Last year I sat back and watched from the sidelines as all the magic unfolded around Slow Fashion October and this year I vowed to take part a little more actively. I will probably still be a rather passive participant in terms of posts and comments, not because I'm not thinking about it and actively living the concepts of slow fashion, but because I am just so overwhelmed by all of my thoughts about everything that it entails and I don't feel like I'm totally capable of putting it all into words and expressing myself in a smart and productive way. I am the sort of person who doesn't chime in unless I'm confident about what I have to say. I know that I feel strongly about slow fashion, or maybe it's that I am strongly against fast fashion, but I also know that it's a complicated topic. I'm going to simplify things for myself and just talk about what I know and share my personal experiences with slow fashion.
So first, my introduction. Most of you who are reading this already know me and what I'm all about, but here I go! I'm Tanis, I'm 32 years old, I live in the suburbs of Montreal with my husband Chris, our 2 young sons and dog. Together with my husband I run our hand dyed yarn business, Tanis Fiber Arts, based out of our home. I am a maker. The high I get from making things from scratch is unbeatable.
For me, like for so many others, slow fashion isn't about being holier than thou and only buying expensive, hand made, organic, perfect, hemp tunics. Slow fashion is about reducing waste. I think that's the biggest thing for me. Less waste in production and less waste in terms of the life of the product. If I had to nail it down, I'd say that I'm more environmentally motivated. Yes, I care a lot about the human conditions involved in the production of the clothing I wear, but the environment affects all humans, everywhere. The environment and quality of life are inseparable. After watching the documentary The True Cost on Netflix I was literally moved to tears by the environmental conditions that innocent people in developing countries are forced to live in because of our Western addiction to fast fashion.

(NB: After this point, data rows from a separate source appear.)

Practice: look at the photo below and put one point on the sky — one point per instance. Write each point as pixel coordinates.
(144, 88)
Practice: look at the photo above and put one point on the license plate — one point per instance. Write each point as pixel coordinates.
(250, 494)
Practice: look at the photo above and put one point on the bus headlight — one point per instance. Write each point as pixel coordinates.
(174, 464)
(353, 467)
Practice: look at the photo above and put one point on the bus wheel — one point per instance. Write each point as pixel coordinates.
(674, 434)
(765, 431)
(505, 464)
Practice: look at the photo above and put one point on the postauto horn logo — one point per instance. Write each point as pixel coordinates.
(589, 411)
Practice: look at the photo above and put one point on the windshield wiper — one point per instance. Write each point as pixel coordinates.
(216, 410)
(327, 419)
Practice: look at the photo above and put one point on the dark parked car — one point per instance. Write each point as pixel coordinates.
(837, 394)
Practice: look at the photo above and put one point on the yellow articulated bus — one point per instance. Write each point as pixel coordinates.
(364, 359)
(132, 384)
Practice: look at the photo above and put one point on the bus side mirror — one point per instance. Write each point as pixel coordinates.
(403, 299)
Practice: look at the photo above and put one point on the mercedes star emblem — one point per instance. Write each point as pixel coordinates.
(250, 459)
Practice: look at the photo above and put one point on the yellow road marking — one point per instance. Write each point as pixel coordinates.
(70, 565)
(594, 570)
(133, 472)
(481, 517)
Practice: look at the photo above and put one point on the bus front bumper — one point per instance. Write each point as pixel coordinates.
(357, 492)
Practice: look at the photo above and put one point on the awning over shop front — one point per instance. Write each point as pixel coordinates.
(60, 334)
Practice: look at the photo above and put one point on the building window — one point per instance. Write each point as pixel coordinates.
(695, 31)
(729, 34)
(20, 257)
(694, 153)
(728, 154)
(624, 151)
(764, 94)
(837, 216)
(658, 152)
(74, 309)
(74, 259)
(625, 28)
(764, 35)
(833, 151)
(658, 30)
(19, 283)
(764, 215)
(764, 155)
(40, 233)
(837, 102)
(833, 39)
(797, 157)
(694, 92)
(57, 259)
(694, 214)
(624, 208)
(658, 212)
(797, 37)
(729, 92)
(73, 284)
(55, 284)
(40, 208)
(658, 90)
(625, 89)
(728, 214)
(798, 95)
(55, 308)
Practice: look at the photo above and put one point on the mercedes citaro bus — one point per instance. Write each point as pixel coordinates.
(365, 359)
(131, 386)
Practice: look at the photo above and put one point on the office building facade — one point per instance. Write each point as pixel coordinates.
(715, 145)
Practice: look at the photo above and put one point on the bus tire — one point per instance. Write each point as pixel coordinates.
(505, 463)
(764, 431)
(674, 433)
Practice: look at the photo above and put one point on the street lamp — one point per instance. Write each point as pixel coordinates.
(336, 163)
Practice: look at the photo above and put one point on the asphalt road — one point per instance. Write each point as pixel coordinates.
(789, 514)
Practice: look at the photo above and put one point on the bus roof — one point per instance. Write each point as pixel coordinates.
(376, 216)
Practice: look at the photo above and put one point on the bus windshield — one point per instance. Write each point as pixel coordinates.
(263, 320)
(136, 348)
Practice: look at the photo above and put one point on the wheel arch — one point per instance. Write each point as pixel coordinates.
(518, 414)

How does my family embrace a slow fashion lifestyle? Well, first of all I think it's worth mentioning that since Chris and I both work from home, it's pretty easy for us. Our jobs don't require a specific dress code and our lifestyle doesn't demand that we own multiple styles of clothing to suit all of the different types of "events" that we might attend. We're pretty much only dress "casual cute" (sometimes with more of an emphasis on casual than cute), which makes it easy to own fewer favourite pieces and to wear them all the time. We embraced slow food ages ago - we both worked in restaurants before embarking on this fiber life and our love of local, organic foods cooked into beautiful meals from scratch easily translates into an appreciation of thoughtfully handmade clothing.

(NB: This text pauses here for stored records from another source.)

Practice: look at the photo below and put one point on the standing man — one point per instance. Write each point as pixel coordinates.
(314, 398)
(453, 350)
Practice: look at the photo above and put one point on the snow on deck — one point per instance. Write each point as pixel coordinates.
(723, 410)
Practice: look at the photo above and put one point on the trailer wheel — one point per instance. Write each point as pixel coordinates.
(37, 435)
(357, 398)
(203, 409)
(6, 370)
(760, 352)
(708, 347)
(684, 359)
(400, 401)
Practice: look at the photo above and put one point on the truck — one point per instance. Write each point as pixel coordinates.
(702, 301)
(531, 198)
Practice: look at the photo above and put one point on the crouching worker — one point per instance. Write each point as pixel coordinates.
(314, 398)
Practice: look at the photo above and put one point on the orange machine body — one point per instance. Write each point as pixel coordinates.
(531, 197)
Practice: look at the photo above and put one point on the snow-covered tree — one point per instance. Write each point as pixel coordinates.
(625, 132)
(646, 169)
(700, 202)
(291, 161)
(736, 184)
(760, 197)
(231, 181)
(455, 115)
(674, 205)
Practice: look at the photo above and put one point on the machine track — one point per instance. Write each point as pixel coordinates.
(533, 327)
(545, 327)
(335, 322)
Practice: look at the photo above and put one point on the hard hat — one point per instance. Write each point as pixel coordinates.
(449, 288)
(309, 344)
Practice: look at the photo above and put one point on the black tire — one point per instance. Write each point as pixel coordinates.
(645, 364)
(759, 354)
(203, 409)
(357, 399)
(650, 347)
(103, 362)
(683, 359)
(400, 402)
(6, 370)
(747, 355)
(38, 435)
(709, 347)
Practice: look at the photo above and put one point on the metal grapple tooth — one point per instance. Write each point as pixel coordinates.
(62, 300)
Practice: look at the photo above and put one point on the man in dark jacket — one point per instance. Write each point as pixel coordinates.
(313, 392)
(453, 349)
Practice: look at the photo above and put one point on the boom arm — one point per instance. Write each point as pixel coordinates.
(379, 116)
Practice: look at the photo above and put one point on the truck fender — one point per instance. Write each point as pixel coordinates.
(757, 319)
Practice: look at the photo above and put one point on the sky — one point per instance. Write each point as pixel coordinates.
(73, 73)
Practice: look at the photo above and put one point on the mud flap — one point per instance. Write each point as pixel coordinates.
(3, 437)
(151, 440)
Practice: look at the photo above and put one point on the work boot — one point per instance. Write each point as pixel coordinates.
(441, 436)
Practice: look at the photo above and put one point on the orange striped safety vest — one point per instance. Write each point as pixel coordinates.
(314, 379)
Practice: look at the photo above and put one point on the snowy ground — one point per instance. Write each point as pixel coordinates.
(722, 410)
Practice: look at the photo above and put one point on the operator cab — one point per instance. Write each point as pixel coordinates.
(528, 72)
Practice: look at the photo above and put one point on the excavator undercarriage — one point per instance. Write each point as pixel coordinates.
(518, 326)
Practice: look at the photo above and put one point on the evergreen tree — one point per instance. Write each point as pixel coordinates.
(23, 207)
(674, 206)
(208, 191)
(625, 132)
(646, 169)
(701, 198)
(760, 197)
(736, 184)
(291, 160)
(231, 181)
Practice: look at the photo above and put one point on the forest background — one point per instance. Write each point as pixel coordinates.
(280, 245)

And we are makers! So though I say that I we love thoughtfully handmade clothing, the truth is most of the thoughtfully handmade items we own were thoughtfully handmade by us! There are some things I can't/am not interested in making, and those things I buy and will admit to sometimes buying them at affordable and accessible places, and I think that's ok! As I type this I'm wearing my favourite turtleneck that I bought at Target ages ago and I can live with that. I've worn it for years and hope to wear it for years to come. I'm going to put it out there and say that I don't care as much about where you're buying your clothes as much as what you're doing with them once you've chosen to take responsibility for them. If you plan on wearing them for a season and then tossing them, I'll cringe, but if you have a favourite turtleneck from Target and by some miracle it lasts for years and years (because often times fast fashion brands are not made to last - but miraculously some items defy those rules) than I'm all for it.

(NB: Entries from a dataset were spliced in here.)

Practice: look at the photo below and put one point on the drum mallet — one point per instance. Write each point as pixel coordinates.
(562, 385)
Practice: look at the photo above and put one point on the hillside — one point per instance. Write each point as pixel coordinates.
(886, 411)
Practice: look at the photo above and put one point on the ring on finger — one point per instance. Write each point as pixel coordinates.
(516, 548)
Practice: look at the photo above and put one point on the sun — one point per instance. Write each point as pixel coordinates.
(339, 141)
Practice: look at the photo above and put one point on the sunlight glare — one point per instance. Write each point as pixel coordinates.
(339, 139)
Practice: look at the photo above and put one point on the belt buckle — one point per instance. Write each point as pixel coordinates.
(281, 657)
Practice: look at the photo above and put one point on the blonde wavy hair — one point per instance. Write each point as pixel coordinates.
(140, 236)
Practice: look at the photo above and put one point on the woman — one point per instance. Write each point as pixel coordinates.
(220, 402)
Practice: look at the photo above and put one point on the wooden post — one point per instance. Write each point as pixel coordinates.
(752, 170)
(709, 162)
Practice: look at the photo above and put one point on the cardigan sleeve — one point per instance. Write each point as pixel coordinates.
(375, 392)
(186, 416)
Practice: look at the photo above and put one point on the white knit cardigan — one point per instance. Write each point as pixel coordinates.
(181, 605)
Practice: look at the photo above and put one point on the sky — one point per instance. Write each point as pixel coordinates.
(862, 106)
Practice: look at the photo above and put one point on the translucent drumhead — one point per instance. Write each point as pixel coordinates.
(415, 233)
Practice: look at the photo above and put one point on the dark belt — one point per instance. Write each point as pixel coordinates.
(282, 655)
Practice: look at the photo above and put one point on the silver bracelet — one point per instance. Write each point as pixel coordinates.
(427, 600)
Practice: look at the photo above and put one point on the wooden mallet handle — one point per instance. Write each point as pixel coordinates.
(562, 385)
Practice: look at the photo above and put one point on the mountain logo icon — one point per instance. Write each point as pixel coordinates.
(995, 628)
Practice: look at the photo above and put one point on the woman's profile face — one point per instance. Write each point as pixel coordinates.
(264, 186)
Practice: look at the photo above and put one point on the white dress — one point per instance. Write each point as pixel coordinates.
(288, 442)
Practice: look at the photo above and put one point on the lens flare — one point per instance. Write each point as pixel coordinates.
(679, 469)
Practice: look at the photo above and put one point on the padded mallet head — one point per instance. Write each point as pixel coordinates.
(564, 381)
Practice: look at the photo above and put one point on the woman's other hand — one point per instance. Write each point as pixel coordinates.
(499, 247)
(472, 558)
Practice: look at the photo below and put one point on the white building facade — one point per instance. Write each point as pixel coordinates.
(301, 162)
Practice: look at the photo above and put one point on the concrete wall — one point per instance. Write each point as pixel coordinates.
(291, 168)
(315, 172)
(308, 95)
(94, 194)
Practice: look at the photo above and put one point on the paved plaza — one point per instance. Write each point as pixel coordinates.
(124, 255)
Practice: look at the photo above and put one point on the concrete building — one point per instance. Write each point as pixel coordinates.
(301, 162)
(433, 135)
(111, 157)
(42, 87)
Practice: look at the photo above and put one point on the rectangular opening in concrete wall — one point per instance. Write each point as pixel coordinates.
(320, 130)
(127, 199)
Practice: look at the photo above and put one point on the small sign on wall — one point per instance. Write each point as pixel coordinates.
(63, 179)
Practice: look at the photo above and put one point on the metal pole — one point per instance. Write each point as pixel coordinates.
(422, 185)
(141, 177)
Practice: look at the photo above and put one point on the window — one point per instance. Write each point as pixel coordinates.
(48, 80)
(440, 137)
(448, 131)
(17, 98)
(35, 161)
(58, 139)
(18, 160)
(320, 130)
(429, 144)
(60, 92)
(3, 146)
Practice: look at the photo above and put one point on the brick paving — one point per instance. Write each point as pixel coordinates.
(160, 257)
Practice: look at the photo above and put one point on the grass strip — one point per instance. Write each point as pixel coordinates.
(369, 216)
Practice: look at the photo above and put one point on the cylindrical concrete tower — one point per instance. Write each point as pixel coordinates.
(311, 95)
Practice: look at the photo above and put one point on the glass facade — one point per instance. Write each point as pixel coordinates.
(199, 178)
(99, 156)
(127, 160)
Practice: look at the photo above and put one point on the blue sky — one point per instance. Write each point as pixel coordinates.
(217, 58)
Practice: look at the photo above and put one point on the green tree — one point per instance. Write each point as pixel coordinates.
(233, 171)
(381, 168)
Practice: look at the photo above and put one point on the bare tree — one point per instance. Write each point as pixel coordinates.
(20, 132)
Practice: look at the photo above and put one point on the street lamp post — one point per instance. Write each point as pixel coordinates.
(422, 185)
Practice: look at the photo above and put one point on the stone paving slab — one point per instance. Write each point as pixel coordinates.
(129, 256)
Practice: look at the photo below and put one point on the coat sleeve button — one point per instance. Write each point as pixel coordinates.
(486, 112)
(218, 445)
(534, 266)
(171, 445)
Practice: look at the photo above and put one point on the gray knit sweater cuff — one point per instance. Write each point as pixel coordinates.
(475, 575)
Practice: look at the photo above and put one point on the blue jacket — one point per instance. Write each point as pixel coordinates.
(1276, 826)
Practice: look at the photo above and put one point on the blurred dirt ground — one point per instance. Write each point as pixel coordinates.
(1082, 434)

Kids! When it comes to clothing for my boys I take the same approach as I do for clothing for myself. Buy less, wear it more and take care of it so it can be passed on when it no longer fits. The fact that I have 2 children of the same gender simplifies things. I won't get into it too much but I will say that I have a pretty strong bias against super gender specific clothing for tiny babies. Maybe it's because I have sons and have found that baby clothes shopping for them was a pretty lame experience. I focused on gender-neutral items, which there is a tremendous lack of in the baby-clothing industry. Items that could be worn by whatever subsequent babies I had, regardless of gender. As they grow that becomes harder because the fit is different and the fashion industry continues to hammer home the "boys only wear t-shirts with baseballs on them" ideology. My boys wear a lot of stripes and solids and yes, a lot of blue, but so do I (see photo above for proof!)
I think that it's also worth highlighting within the context of Slow Fashion October that it's so important to me that we're making the switch to our more environmentally friendly line of PureWash yarns. It can feel like a contradiction to say that I'm such a believer in slow fashion and then in the next line say "buy all my yarns to knit way more sweaters than you'll ever need!" but I believe that when you've thought about the yarns you're purchasing and you've put the hours into making yourself (or a loved one) an item with those yarns, that item will be treasured, cared for, and will live a long life. The fact that we are able to facilitate other people with handmade slow fashion ambitions is pretty awesome.
This is such a huge topic that I think about a lot and don't feel like I've even come close to scratching the surface on. I hope to continue to blog weekly with my take on each of the themes Karen has outlined for us. At the end of the day I guess I just want to put it out there that owning fewer items that you love means that you get to wear clothing that you love and feel good in every day and it's really not a sacrifice. I think that it's a misconception that slow fashion means giving something up, having less options. There are lots of ways to live mindfully and create less waste and feel really good about yourself while you're at it.